Now create another sub-directory in your NER folder for the IAMS Photos data (e.g. mkdir IAMS_data) and put a copy of IAMS_Photographs_1850-1950_selection3_wordlist.txt in there.

Finally, do touch batchner_markup.sh to create a new document called “batchner_markup.sh” in your “IAMS_data” folder, open it, and paste the script below:

#echo "doc,entity,entityType,count" > entities.csv
for file in *.txt
do
############################
#If you're using Windows, delete the # from the start of line 8 and add a # to the start of line 9
############################
#nertext=$(java -mx600m -cp ../stanford-ner-2018-10-16/stanford-ner.jar edu.stanford.nlp.ie.crf.CRFClassifier -loadClassifier ../stanford-ner-2018-10-16/classifiers/english.all.3class.distsim.crf.ser.gz -textFile $file)
nertext=$(../stanford-ner-4.0.0/ner.sh $file)

#echo $nertext | egrep -o "(([[:alnum:]]|\.)+/ORGANIZATION([[:space:]]|$))+" | sed 's/\/ORGANIZATION//g' | sort | uniq -c | awk -v name=${file%%.*} '{printf name ","; for (i = 2; i < NF; i++) printf $i " "; printf $NF; printf "," "organization" ","; printf $1;  print ""}' >> entities.csv
echo $nertext | egrep "(([[:alpha:]]|\.)*/PERSON([[:space:]]|$))+" | sed 's|/ORGANIZATION||g' | sed 's|/LOCATION||g' | sed 's|/O||g' >> "$(basename "$file")_people.txt"
echo $nertext | egrep "(([[:alnum:]]|\.)*/LOCATION[[:space:]](,[[:space:]])?)+" | sed 's|/ORGANIZATION||g' | sed 's|/PERSON||g' | sed 's|/O||g' >> "$(basename "$file")_places.txt"
done

Head to the Batchner page for more on how this works (thanks Brandon!), but - in short - what it does is takes input of individual .txt files in a given directory (so in our case IAMS_Photographs_1850-1950_selection3_wordlist.txt), invokes the NER process (ner.sh) and outputs two .txt files, one for people and one for places, each containing data marked up with /PERSON and /LOCATION respectively.

To run the script enter sh batchner_markup.sh and hit return. After a little time, the script will finish and you’ll have two new files in your “IAMS_data” directory.

Common failures

  1. Your machine is not configured to run .sh files as executables. This is common error the first time you attempt to run a .sh file on a new machine. The fix depends on your system, but generally requires you to set the permissions to executable (e.g. for Ubuntu)
  2. The path to ner.sh is incorrect.

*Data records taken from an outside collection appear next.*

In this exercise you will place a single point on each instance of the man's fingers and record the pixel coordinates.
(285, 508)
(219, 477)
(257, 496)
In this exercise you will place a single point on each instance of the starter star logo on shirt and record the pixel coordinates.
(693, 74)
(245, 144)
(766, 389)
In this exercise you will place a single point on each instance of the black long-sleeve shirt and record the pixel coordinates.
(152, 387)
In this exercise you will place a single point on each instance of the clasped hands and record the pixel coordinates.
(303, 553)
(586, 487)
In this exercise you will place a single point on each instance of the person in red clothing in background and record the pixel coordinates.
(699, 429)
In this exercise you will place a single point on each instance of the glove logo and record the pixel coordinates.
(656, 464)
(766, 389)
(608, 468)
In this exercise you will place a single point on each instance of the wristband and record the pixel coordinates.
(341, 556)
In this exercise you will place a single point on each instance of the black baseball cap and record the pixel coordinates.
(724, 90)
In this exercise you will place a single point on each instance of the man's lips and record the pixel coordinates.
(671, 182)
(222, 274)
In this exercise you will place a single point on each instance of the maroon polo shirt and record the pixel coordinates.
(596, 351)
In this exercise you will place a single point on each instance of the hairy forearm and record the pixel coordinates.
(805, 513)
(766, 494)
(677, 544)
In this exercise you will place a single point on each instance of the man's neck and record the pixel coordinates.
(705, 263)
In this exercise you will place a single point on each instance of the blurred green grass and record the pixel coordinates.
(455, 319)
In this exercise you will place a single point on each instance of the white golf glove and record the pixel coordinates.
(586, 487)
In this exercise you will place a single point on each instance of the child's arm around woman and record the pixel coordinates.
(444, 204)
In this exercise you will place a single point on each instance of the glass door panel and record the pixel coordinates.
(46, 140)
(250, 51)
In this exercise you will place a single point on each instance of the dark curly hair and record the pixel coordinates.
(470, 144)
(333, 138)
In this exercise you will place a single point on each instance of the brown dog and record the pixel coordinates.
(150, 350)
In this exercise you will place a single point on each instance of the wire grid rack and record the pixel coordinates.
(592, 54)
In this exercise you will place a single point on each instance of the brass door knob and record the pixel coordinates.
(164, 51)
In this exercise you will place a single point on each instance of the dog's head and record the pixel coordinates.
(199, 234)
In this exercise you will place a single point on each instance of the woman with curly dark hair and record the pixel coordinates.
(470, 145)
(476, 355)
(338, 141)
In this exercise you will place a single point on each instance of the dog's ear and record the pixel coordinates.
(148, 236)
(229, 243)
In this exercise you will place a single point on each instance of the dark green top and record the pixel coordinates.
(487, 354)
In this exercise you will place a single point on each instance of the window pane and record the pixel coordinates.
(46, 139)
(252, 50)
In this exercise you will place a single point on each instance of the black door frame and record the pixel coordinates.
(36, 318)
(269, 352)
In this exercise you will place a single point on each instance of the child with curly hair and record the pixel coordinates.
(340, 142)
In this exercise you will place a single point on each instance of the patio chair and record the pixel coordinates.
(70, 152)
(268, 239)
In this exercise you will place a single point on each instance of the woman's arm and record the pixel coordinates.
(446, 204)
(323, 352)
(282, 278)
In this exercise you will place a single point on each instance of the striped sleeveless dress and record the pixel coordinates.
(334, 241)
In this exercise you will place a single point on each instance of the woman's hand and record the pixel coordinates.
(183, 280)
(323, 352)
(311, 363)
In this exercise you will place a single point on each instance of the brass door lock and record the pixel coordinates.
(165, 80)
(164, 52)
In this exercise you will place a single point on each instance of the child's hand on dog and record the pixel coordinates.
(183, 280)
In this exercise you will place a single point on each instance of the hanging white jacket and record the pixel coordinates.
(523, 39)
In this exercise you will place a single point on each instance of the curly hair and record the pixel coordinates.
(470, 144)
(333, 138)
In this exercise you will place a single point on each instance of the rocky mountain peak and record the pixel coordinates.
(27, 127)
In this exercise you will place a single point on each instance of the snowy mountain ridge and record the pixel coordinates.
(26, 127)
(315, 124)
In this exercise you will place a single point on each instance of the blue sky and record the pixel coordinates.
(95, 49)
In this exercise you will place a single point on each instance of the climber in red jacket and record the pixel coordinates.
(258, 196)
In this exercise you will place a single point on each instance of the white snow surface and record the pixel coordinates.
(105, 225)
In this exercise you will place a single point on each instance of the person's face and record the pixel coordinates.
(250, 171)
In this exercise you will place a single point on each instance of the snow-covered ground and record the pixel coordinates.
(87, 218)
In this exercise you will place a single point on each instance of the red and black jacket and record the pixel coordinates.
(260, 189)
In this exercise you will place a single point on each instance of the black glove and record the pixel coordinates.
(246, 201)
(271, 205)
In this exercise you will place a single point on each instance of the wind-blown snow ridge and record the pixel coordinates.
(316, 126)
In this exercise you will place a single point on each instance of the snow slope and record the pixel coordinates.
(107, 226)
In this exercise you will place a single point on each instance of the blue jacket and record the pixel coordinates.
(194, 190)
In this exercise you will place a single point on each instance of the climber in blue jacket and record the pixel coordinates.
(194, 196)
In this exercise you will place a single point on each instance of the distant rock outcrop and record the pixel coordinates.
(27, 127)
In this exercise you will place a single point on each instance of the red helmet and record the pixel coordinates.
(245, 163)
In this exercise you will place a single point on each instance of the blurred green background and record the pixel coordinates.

The script above is written for Stanford NER Version 4.0.0 and so line 9 points to the path ../stanford-ner-4.0.0/ner.sh. For later versions replace stanford-ner-4.0. with the directory name that appeared when you unzipped Stanford NER into your NER directory.
  3. Re-running the script. Line 3 of the script (for file in *.txt) invokes all .txt files in a directory. This is so that you can run an NER process on multiple .txt files simultaneously (hence the “batch” in Batchner). This means that if you run the process, get outputs, and then run it again, batchner_markup.sh will rerun over your marked up files. We don’t want this. To avoid this when re-running batchner_markup.sh you have three options: move outputs to another folder; rewrite Line 3 to specify target files; rewrite Line 13 to redirect outputs. Note that to differentiate outputs - say from different versions of Stanford NER - you can rename the output files in Lines 12 and 13. And that if you remove the commenting out from Lines 1 and 11 (delete the leading # for each), you can make an alternative use of Stanford NER: a spreadsheet of all ‘organisations’ (e.g. “2nd Punjab Cavalry”) found by the NER process and a count of their occurences (for “2nd Punjab Cavalry”, twice).

3. Using NER tagged catalogue data in AntConc

If you decided to generate your own NER tags with Stanford NER and Batchner, you will now have two new versions of the IAMS Photos dataset: IAMS_Photographs_1850-1950_selection3.txt_people.txt and IAMS_Photographs_1850-1950_selection3.txt_places.txt.

If you did not generate your own NER tags with Stanford NER and Batchner, download the files now: people.txt, places.txt.

The first is the IAMS Photos with the tag /PERSON after each string Stanford NER defined as the name of a person. The second is the IAMS Photos with the tag /LOCATION after each string Stanford NER defined as the name of a place.

We can use these tags to search for the contexts in which people and places - proper names that make much of the long tail of infrequent vocabulary that we observed in Episode 5 - appear in the IAMS Photos* catalogue.

To do this, first adjust your settings from Episode 7, so that under Token Definition in Global Settings, only Punctuation is unchecked.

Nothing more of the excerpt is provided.